If I'm honest, I have to say that there wasn't much acting going on.  The character was kind of close to who I was then, so my reactions were almost second nature. 

When he touched me, I instinctively flinched, but he relaxed me by rubbing my shoulders.  When I first touched his hardening penis through his slacks, the shock on my face wasn't acting.  It felt so thick, so solid.  When I unzipped his fly, the anticipation, the nervousness, the excitement -- all real.  When I reached in, and freed it from his underwear, the hesitation wasn't an act. 

When I first set eyes on it, with my dainty hand wrapped around its base, I couldn't help but say, "But it's so big..."  It came out in a hoarse whisper.  I had been prepared for a penis, but that thing...it was my first experience with a real cock.

I never expected it, but my instincts actually took over.  I thought that I'd hesitate.  I thought that I'd have to force myself to touch it, to caress it, to lick it.  But that all happened so naturally.  It was like I'd been waiting my entire adult life to finally realize that for all those years with Amy, that I had simply been pretending.  Maybe she was as much a substitute for me as I was for her. 
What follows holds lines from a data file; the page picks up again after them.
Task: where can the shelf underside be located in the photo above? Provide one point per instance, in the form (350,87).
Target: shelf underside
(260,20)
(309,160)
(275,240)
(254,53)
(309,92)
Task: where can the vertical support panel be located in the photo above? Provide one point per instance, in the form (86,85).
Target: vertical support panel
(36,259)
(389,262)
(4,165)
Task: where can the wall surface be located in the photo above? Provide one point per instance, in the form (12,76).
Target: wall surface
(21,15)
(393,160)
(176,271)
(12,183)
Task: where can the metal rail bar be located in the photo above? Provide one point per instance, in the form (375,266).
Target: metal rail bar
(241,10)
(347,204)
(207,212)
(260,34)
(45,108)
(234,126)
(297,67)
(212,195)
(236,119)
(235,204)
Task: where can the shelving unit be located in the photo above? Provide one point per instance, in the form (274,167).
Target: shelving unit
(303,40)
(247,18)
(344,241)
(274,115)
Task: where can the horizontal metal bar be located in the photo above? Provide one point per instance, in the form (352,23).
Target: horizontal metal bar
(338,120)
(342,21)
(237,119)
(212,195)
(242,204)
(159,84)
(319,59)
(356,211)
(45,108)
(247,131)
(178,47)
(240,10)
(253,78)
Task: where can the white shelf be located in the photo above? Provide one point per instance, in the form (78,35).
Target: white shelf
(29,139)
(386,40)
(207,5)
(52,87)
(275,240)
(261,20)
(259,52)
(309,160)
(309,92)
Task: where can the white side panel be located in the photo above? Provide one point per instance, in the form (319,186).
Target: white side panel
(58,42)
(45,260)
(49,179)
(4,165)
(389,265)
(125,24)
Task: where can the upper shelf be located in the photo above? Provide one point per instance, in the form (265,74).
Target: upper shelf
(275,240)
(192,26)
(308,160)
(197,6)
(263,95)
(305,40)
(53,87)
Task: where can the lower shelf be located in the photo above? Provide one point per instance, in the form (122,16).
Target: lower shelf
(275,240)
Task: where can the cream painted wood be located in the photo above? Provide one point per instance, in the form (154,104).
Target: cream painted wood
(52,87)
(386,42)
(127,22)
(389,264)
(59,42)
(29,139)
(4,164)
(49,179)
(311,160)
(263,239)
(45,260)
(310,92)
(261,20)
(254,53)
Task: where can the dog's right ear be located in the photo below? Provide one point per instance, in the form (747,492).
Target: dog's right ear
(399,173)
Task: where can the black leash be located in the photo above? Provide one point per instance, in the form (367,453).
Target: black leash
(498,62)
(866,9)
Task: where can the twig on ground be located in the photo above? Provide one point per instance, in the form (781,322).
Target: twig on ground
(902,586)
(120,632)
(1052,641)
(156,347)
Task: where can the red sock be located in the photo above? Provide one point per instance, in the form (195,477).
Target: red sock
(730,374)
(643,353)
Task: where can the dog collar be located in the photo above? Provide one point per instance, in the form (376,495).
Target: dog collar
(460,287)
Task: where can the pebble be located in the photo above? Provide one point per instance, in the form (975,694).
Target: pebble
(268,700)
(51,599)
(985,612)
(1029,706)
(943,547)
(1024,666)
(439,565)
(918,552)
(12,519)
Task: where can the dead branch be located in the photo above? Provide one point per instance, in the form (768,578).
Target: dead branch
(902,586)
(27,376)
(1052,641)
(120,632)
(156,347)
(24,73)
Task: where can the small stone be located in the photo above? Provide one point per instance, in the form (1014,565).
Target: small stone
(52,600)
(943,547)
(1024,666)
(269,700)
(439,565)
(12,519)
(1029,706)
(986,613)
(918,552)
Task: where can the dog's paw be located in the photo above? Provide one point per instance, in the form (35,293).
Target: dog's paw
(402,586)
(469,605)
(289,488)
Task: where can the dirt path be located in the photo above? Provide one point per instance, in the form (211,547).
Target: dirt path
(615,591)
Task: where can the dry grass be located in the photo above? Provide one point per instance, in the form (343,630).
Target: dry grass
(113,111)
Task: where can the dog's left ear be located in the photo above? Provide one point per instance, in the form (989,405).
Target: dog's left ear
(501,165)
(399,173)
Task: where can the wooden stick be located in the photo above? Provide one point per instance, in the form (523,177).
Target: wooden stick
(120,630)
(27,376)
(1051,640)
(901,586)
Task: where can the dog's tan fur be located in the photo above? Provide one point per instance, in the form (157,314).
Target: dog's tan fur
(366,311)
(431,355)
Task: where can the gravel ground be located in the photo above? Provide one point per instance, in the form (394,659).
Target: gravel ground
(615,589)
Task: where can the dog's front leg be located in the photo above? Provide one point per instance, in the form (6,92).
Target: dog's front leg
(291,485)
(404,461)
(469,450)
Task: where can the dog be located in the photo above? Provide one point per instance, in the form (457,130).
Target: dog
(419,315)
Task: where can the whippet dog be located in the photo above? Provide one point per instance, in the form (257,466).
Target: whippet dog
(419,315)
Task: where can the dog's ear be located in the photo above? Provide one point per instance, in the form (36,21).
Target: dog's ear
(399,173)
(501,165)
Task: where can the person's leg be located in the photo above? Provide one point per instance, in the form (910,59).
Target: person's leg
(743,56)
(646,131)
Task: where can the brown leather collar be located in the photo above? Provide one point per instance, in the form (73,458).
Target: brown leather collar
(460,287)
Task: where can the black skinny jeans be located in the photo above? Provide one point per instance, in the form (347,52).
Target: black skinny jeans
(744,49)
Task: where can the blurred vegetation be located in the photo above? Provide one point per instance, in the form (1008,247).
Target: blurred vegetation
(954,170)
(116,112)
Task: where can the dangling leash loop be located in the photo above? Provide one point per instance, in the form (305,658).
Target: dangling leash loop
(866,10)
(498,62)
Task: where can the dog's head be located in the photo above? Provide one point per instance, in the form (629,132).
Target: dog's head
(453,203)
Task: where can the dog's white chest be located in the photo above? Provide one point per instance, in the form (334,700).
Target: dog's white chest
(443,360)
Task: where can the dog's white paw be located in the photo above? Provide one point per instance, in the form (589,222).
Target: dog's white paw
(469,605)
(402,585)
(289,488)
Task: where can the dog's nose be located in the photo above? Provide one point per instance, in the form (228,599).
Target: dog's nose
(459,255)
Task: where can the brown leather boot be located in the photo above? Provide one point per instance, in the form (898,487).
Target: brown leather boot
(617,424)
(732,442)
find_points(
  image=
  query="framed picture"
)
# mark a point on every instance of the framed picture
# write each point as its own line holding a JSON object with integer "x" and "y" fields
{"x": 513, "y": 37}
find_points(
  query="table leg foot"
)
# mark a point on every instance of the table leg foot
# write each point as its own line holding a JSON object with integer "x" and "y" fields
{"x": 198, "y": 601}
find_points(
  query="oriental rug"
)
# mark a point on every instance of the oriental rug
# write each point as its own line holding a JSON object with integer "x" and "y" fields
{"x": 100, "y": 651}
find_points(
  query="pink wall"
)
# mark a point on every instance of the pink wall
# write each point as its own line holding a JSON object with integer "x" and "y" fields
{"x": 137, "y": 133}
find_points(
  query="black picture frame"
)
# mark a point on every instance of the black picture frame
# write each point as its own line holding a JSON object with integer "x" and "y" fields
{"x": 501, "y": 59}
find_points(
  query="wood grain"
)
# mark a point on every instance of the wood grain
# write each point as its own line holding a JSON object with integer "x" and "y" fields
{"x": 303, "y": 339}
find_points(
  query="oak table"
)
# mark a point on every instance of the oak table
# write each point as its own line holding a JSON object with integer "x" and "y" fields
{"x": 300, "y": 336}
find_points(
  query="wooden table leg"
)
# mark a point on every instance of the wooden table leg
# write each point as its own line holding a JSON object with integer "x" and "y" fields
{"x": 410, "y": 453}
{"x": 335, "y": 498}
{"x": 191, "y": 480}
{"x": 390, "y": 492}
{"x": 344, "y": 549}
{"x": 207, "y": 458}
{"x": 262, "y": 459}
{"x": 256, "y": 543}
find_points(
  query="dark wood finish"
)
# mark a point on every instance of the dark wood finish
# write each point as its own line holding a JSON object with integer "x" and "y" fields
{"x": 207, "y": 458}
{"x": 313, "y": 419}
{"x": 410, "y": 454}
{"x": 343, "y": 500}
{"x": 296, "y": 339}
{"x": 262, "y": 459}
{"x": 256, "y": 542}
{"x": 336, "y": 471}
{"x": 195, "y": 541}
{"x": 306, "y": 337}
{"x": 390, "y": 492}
I licked.  I sucked.  I cradled his balls.  I was so into it that I forgot people were watching. 

I thought that we'd get direction, that someone would say, "Okay, now it's time for the anal sex!" or something.  But they just let it go.  It all happened so organically that it was easy to forget where I was, what was happening.

The set was built to mimic a living room, and my costar was sitting on the couch, while I knelt in front of him, sucking that enormous cock.  I was almost in a daze; I didn't even think about it.  I just stood, climbed atop him, and lowered myself onto him.  I don't know what came over me; I just took over.  It felt so empowering, being in control.  I decided how fast we went.  I was the one in charge.  And I loved every second of it.

He actually came inside of me -- which was a novel sensation -- after only fifteen minutes.  As I felt his cock soften, I sort of came out of my daze.  There wasn't another sound to be heard.  I looked around.  No one was moving.  They all just stared.  I even saw one cameraman whose mouth stood open, gaping like an idiot.

"G-good job," I heard Mr. Erickson stammer.

Looking back, nothing about that first movie was anything resembling professional.  Everything just screamed amateur.  But I was young, then, and so inexperienced.  Some people might say that they took advantage of me. 

I wouldn't trade that experience for the world, though.